Lettres: Les femmes et le pouvoir

Il y a dix ans, la question des quotas pour contraindre à une représentation sexuelle paritaire (au pouvoir) battait son plein en France. Ainsi Élisabeth Badinter écrivait-elle à ce propos dans Le Monde du 12 juin 1996: «La discrimination n'est jamais positive et finit toujours par se retourner contre la personne discriminée.»

Léa Pascal (Le Devoir, 16 juin 2006) n'a certes pas tort de convier à «laisser passer les femmes» vers les conseils d'administration des sociétés d'État. Mais laisser passer, ce n'est pas contraindre. Or c'est précisément ce que feraient des quotas. S'il est quelque chose qu'enseigne le féminin, notamment à travers les processus de la maternité ou de la séduction, c'est bien que la lenteur fait mieux et plus durablement que la précipitation.
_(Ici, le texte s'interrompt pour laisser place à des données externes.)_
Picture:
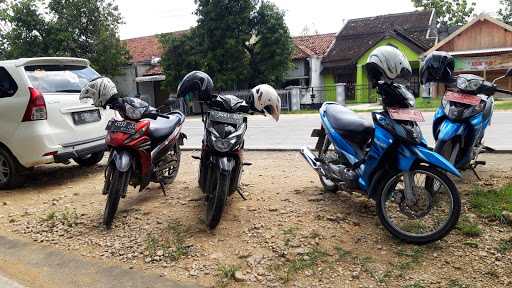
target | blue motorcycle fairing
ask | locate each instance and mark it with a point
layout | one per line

Voilà pourquoi, suivant en cela l'opinion d'Isabelle Hudon, entre autres, il faudrait plutôt avoir la sagacité d'attendre encore quelques années. Viendra en effet un moment (imminent) où une majorité féminine claire dotée de formations supérieures multiples se manifestera.

À ce moment, si les femmes n'investissent pas (davantage) les lieux de pouvoir (supérieur), ce pourrait être tout bonnement parce que cela n'intéresse guère la plupart d'entre elles. Le cas échéant, pourquoi les y «asservirait»-on de force?